After a month in Hyderabad, where the average temperature was around 30-34 degrees celcius, I found Kolkata quite chilly! The temperatures in Kolkata were in their mid 20s and in the night they would drop down to the high teens, but the skies were always blue. They still are! For this, although our flat at the time, didn’t offer much of a view, we were very grateful. Leaving behind the grey of Coventry was not a sacrifice.

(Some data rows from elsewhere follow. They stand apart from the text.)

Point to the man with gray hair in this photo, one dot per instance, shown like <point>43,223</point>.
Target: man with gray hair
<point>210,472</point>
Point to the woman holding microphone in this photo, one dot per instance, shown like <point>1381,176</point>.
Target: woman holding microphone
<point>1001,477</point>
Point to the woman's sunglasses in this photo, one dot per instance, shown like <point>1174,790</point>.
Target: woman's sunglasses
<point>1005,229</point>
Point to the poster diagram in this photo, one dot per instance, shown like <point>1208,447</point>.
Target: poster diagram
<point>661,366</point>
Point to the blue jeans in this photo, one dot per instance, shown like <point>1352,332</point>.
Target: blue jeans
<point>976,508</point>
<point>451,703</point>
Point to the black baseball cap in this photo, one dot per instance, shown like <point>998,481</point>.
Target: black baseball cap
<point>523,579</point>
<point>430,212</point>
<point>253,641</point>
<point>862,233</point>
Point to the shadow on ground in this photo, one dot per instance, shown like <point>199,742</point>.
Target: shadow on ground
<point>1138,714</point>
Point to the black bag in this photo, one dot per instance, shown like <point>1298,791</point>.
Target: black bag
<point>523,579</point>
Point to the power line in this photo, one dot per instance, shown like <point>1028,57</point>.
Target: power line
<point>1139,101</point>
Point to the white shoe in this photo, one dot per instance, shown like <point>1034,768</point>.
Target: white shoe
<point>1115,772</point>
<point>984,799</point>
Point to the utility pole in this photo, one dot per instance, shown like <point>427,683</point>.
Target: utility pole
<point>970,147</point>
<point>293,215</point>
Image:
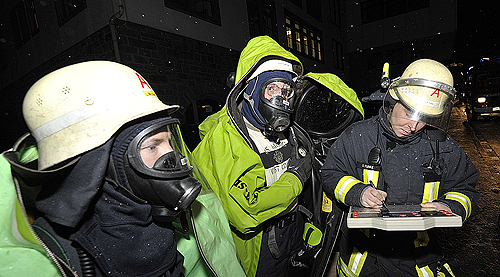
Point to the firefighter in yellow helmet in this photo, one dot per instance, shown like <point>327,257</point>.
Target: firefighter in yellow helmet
<point>113,177</point>
<point>402,156</point>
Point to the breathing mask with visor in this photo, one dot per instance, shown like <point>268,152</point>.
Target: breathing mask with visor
<point>269,101</point>
<point>157,166</point>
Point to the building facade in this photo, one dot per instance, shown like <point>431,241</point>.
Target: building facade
<point>187,48</point>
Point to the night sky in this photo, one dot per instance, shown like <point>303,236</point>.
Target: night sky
<point>478,31</point>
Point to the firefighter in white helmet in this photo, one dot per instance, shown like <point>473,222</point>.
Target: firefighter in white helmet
<point>402,156</point>
<point>114,178</point>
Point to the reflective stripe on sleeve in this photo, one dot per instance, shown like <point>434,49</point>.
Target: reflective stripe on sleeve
<point>343,187</point>
<point>431,190</point>
<point>462,199</point>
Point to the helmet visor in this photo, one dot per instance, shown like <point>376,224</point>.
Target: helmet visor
<point>426,101</point>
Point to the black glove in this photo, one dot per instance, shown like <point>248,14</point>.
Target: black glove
<point>300,162</point>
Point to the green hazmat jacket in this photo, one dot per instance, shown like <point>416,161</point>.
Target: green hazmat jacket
<point>208,251</point>
<point>228,160</point>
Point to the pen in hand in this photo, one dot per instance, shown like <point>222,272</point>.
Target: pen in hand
<point>383,201</point>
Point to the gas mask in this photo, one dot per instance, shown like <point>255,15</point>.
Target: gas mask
<point>158,169</point>
<point>275,105</point>
<point>271,111</point>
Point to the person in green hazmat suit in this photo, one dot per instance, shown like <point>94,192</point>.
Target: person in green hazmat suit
<point>257,161</point>
<point>108,180</point>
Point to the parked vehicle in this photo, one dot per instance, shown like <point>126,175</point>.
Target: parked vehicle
<point>482,89</point>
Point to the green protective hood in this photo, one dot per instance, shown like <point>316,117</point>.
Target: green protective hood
<point>260,49</point>
<point>335,84</point>
<point>21,254</point>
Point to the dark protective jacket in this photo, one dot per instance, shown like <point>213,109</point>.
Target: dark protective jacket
<point>131,239</point>
<point>422,167</point>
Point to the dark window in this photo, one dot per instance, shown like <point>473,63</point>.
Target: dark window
<point>67,9</point>
<point>262,18</point>
<point>297,3</point>
<point>375,61</point>
<point>302,38</point>
<point>395,56</point>
<point>372,10</point>
<point>338,55</point>
<point>194,116</point>
<point>24,22</point>
<point>335,13</point>
<point>3,60</point>
<point>314,9</point>
<point>204,9</point>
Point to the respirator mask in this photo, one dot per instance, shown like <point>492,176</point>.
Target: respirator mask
<point>158,168</point>
<point>276,104</point>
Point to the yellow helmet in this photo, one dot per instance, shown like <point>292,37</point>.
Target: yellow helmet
<point>426,89</point>
<point>79,107</point>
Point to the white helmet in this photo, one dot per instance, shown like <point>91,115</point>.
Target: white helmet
<point>79,107</point>
<point>426,89</point>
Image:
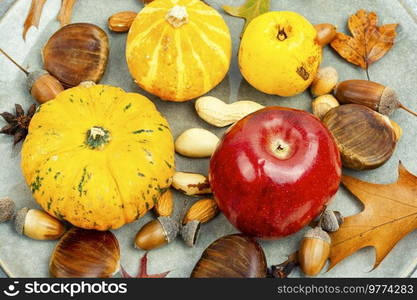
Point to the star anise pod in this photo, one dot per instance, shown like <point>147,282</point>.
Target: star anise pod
<point>18,123</point>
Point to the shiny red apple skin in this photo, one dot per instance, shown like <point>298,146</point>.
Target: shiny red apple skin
<point>267,197</point>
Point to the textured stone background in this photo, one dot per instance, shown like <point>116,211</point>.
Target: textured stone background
<point>411,5</point>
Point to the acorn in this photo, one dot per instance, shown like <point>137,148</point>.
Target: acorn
<point>203,211</point>
<point>121,21</point>
<point>365,138</point>
<point>77,52</point>
<point>42,85</point>
<point>165,205</point>
<point>331,220</point>
<point>371,94</point>
<point>38,225</point>
<point>85,253</point>
<point>322,104</point>
<point>325,33</point>
<point>7,208</point>
<point>157,233</point>
<point>232,256</point>
<point>314,251</point>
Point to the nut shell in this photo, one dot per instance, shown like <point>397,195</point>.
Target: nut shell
<point>365,138</point>
<point>220,114</point>
<point>371,94</point>
<point>85,254</point>
<point>232,256</point>
<point>165,205</point>
<point>203,211</point>
<point>191,184</point>
<point>76,53</point>
<point>44,86</point>
<point>321,105</point>
<point>314,251</point>
<point>196,142</point>
<point>156,233</point>
<point>38,225</point>
<point>331,221</point>
<point>190,232</point>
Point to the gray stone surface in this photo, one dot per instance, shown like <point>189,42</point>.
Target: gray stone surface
<point>24,257</point>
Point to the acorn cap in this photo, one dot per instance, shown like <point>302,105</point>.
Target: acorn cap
<point>318,233</point>
<point>330,222</point>
<point>190,232</point>
<point>170,227</point>
<point>7,207</point>
<point>19,221</point>
<point>33,77</point>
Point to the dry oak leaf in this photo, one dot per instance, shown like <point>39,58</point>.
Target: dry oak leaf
<point>248,11</point>
<point>369,42</point>
<point>390,213</point>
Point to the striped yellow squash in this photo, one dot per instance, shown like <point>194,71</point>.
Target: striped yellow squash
<point>98,157</point>
<point>178,49</point>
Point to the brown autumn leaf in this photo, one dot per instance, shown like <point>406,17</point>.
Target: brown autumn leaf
<point>33,16</point>
<point>65,13</point>
<point>248,11</point>
<point>368,43</point>
<point>390,213</point>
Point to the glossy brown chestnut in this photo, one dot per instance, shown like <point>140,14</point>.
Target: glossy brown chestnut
<point>85,253</point>
<point>232,256</point>
<point>76,53</point>
<point>365,138</point>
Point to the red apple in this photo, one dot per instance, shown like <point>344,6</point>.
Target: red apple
<point>274,171</point>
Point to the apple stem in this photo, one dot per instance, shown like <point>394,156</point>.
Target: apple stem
<point>281,149</point>
<point>282,35</point>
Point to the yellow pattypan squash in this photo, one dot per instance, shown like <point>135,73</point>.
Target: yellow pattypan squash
<point>178,49</point>
<point>279,53</point>
<point>98,157</point>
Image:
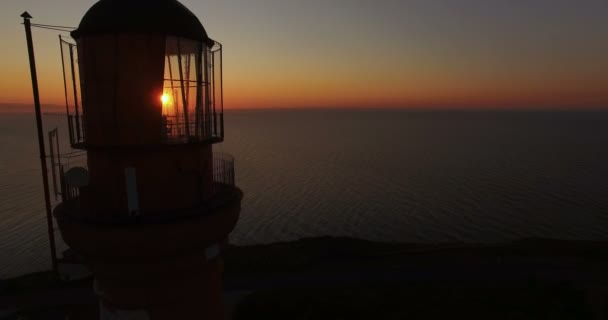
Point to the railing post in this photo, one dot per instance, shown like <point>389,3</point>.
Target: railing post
<point>45,180</point>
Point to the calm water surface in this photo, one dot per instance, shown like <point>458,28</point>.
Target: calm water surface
<point>380,175</point>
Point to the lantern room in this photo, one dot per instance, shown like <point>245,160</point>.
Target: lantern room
<point>148,74</point>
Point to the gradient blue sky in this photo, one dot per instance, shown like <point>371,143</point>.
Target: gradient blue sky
<point>364,53</point>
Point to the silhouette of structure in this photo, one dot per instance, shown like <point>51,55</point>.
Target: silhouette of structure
<point>152,209</point>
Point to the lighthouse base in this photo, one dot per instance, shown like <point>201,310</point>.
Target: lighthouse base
<point>156,271</point>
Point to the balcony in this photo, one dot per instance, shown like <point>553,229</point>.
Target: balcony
<point>73,182</point>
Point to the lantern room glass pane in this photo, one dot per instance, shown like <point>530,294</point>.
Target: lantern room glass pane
<point>183,88</point>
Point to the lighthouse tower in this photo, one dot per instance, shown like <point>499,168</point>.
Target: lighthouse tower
<point>152,210</point>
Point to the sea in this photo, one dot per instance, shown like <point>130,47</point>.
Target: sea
<point>382,175</point>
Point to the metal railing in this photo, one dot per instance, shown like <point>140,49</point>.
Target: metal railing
<point>76,129</point>
<point>172,131</point>
<point>69,191</point>
<point>223,170</point>
<point>175,130</point>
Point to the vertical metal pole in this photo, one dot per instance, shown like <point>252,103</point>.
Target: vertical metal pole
<point>213,88</point>
<point>52,147</point>
<point>222,90</point>
<point>65,89</point>
<point>78,136</point>
<point>184,99</point>
<point>45,180</point>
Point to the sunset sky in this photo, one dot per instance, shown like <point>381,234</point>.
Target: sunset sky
<point>366,53</point>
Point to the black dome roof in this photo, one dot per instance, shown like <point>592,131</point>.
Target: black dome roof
<point>141,16</point>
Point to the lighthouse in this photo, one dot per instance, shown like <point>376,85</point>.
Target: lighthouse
<point>152,209</point>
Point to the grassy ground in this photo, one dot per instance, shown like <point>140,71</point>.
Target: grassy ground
<point>520,300</point>
<point>526,297</point>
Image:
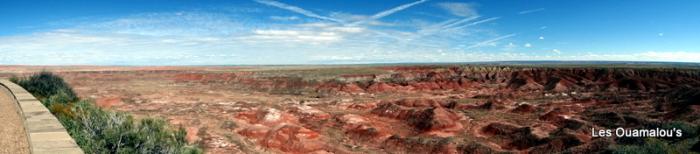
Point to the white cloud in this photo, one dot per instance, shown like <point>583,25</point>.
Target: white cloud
<point>284,18</point>
<point>556,51</point>
<point>491,41</point>
<point>459,8</point>
<point>296,9</point>
<point>530,11</point>
<point>388,12</point>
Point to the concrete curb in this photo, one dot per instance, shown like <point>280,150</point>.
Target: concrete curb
<point>45,132</point>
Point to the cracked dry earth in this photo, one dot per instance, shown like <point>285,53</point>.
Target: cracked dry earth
<point>395,109</point>
<point>13,138</point>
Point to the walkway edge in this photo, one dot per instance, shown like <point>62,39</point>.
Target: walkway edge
<point>46,135</point>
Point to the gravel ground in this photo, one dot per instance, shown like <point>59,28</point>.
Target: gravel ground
<point>13,138</point>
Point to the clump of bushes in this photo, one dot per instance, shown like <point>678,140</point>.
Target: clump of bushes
<point>100,131</point>
<point>654,145</point>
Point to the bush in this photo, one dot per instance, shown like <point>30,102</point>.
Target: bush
<point>45,84</point>
<point>99,131</point>
<point>653,145</point>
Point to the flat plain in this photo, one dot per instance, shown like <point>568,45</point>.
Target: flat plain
<point>446,108</point>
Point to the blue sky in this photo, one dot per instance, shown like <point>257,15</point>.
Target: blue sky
<point>344,32</point>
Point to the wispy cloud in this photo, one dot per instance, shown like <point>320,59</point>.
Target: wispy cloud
<point>477,22</point>
<point>531,11</point>
<point>489,42</point>
<point>459,8</point>
<point>297,10</point>
<point>388,12</point>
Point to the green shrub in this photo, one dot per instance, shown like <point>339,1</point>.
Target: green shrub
<point>100,131</point>
<point>654,145</point>
<point>46,84</point>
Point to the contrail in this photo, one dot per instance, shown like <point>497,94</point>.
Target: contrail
<point>460,22</point>
<point>387,12</point>
<point>478,22</point>
<point>297,10</point>
<point>531,11</point>
<point>491,41</point>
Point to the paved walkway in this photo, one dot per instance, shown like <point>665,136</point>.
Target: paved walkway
<point>13,137</point>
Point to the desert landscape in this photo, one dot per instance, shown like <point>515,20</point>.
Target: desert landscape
<point>445,108</point>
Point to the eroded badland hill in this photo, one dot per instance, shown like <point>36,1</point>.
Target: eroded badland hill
<point>400,109</point>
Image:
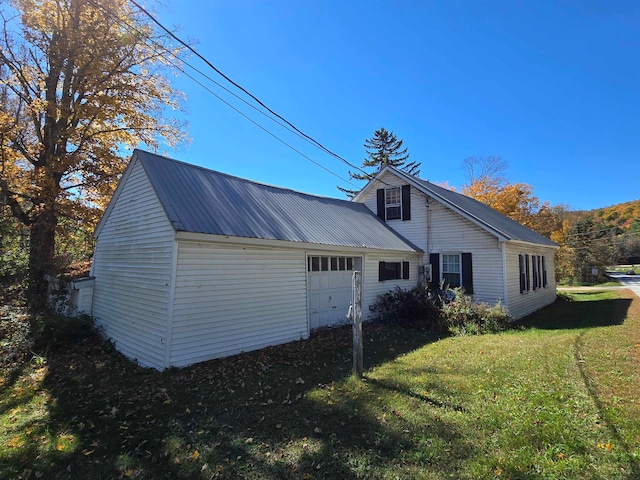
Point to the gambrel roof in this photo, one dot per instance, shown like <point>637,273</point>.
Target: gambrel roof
<point>477,212</point>
<point>199,200</point>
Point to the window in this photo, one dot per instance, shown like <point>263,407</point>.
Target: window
<point>533,275</point>
<point>454,269</point>
<point>393,203</point>
<point>393,271</point>
<point>326,264</point>
<point>522,269</point>
<point>451,271</point>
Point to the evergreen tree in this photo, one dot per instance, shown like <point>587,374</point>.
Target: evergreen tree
<point>384,148</point>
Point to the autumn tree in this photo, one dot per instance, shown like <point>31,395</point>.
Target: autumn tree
<point>84,82</point>
<point>487,184</point>
<point>384,148</point>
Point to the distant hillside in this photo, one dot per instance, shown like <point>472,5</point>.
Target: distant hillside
<point>622,215</point>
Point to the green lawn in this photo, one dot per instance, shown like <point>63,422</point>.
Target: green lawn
<point>557,399</point>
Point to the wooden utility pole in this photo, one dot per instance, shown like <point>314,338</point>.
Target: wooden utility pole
<point>356,318</point>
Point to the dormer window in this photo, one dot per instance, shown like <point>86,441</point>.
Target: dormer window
<point>393,203</point>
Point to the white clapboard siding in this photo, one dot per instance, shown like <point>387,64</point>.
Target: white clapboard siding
<point>372,287</point>
<point>522,304</point>
<point>414,230</point>
<point>230,299</point>
<point>132,268</point>
<point>452,233</point>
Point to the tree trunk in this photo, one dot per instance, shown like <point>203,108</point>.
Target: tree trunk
<point>42,243</point>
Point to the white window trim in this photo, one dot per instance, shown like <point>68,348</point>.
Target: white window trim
<point>442,272</point>
<point>393,205</point>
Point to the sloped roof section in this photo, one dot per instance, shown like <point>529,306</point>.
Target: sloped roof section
<point>484,215</point>
<point>199,200</point>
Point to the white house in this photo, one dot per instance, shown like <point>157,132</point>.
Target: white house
<point>465,242</point>
<point>192,264</point>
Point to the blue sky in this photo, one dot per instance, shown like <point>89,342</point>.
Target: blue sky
<point>552,87</point>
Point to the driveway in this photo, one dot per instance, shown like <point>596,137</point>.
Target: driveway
<point>632,282</point>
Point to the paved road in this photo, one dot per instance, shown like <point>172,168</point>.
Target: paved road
<point>632,282</point>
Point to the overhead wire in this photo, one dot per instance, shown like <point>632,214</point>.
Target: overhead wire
<point>256,99</point>
<point>155,45</point>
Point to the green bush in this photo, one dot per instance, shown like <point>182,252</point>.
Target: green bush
<point>57,331</point>
<point>463,316</point>
<point>410,308</point>
<point>449,311</point>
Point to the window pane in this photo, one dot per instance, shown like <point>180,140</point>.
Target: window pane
<point>393,270</point>
<point>451,264</point>
<point>334,263</point>
<point>394,213</point>
<point>451,279</point>
<point>393,196</point>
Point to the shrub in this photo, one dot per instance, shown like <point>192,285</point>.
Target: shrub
<point>58,331</point>
<point>462,316</point>
<point>410,308</point>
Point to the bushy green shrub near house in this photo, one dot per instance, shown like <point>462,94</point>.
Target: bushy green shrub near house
<point>449,311</point>
<point>463,316</point>
<point>409,308</point>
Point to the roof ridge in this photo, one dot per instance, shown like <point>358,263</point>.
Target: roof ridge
<point>235,177</point>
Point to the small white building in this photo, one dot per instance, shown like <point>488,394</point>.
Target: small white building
<point>192,264</point>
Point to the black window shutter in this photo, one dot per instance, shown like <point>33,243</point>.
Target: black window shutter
<point>467,273</point>
<point>540,271</point>
<point>406,202</point>
<point>434,260</point>
<point>381,204</point>
<point>535,272</point>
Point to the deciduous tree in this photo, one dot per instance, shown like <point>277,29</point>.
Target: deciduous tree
<point>487,184</point>
<point>82,85</point>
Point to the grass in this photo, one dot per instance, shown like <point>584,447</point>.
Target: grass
<point>556,398</point>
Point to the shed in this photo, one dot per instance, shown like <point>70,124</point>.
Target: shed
<point>192,264</point>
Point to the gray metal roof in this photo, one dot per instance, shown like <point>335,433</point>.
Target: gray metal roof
<point>205,201</point>
<point>484,215</point>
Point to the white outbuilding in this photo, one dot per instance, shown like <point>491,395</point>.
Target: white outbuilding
<point>191,264</point>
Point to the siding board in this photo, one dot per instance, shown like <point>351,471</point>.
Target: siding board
<point>234,299</point>
<point>132,266</point>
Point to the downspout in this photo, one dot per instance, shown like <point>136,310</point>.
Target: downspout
<point>168,338</point>
<point>503,249</point>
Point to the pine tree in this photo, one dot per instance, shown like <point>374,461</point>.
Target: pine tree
<point>384,148</point>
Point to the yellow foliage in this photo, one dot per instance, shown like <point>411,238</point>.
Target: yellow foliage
<point>83,85</point>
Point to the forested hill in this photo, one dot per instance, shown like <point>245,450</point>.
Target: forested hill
<point>625,216</point>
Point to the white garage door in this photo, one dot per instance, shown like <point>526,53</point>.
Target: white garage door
<point>329,290</point>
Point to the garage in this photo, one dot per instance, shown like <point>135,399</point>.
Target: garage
<point>329,289</point>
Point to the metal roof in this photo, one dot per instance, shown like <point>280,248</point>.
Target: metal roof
<point>199,200</point>
<point>482,214</point>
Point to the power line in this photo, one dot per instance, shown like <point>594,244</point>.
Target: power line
<point>256,99</point>
<point>173,63</point>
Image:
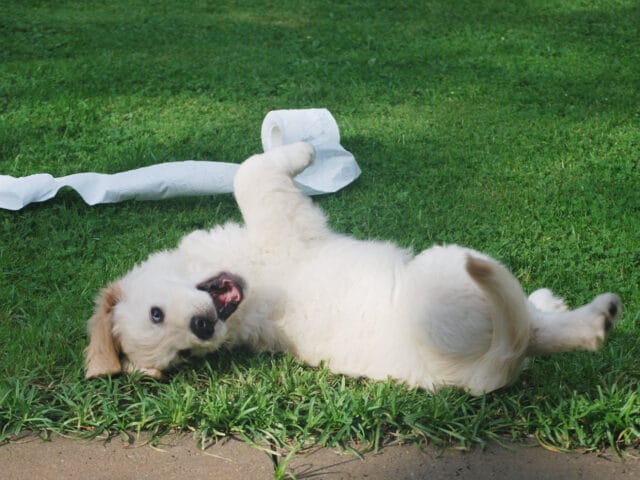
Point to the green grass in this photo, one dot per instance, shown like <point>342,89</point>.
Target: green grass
<point>511,127</point>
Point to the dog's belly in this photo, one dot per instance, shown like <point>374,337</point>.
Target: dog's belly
<point>345,308</point>
<point>366,308</point>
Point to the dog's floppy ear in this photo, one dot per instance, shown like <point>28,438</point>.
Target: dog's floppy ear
<point>101,356</point>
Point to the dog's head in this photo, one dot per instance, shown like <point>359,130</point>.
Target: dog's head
<point>148,319</point>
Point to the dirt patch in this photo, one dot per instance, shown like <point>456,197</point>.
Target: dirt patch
<point>180,457</point>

We were put up in a block of flats called Eastern High, just off the EM Bypass. From the outside they were clearly distinguishable from their multicoloured patches of colour lighting up the skyline like a festival of flags. On the inside they were spacious and well planned. The decor, however, was not to my taste. As I stepped into the living room, after sighing with relief that I had made it, I smiled wryly to myself. This is what I would have to get used to! Everywhere was dark mahogany stained furnishings; The dining table and four chairs, the sofas and the armchairs all had the same sombre varnish. The upholstery reminded me of Bangladeshi curry houses in the UK, still stuck in the 70s, claret and cream with walls of contrasting hues of orange and green. I despaired! But it was OK, we’d be out of here in a month or so and I just had to get by until then.
I landed on a Saturday, which gave me enough time to find the local shop(s) and get my bearings. My husband had already been here a week and knew of all the local places to eat, as he refused to cook! He had also found a local supermarket, within walking distance.
On Saturday evening, after I recovered from my traumatic journey and the colours of the living room had stopped spinning, we took a walk. We arrived at the relatively small but well stocked ‘Reliance Fresh’ Store and I took in my surroundings. The shelves bore the weight of plastic toys, cooking oil, shampoos and hair serums, clothes, bathmats, spices, cooking utenstils and cutlery (but no butter knives). There was everything and although it was a squash and a squeeze we made it to the check-out with most of what we needed. The bill came to a reasonable Rs2543 and I thought that if we handed the cashier a Rs2600 in notes then we’d be able to get out and get on with the rest of the evening. What I did not know, and I am still unclear as to why, is that when you travel to the supermarket you must, (Now, I’m being really serious about this!) always, always carry change! The cashier instantly, without even opening the till, demanded Rs3. My husband complied without hesitation and I was confused. But this was not the exception, every single trip to the supermarket, without exception has resulted in someone asking for change and it turns out there’s a real shortage of the small silver rupee in tills, despite every single customer having to shell out the changle of change in their wallet or purse!
At one point, I refused. It happened to be the in the well known supermarket chain called ‘Big Bazaar’. In my opinion it is very aptly named. It is very big and has, like the ‘Reliance Fresh’ Store, everything you could possibly need except meat and umbrellas. It is set out with cardboard boxes, trolleys and stacks of goods, piled precariously at dangerous angles, ready to topple if knocked by a hurried handbag; a cross between a warehouse and a supermarket. It is not a sophisticated shopping experience.
Anyway, I made my way through the maze of isles to the checkout where the young cashier, who had slightly two slightly older and more moustachioed cashiers behind him, chatting away merrily. One scanned, one chatted and another packed. Eventually, after quite a leisurely pace, the cashier told me the total, I handed him the notes and predictably he asked me for some change. I just couldn’t be bothered, so I point blank refused. I don’t think it’s the done thing here, because he looked quite shocked. “Ek tuk dekhun na, Madam..” “Please check, Madam”. I replied with a curt, “No.” The cashiers looked at each other, not quite sure what to do next. We had reached somewhat of an impasse. Neither of us willing to back down. However I gave him my best teacher look, raised an eyebrow and folded my arms. “Are you trying to tell me, there is no change anywhere in such a big store?”
Reluctantly the cashier sent one of his friends to get me some change from the till opposite. I had won that round but how long could I keep this up?
I have come to the conclusion that someone needs to stand up to these big chains and corporates. Surely it’s time for some change!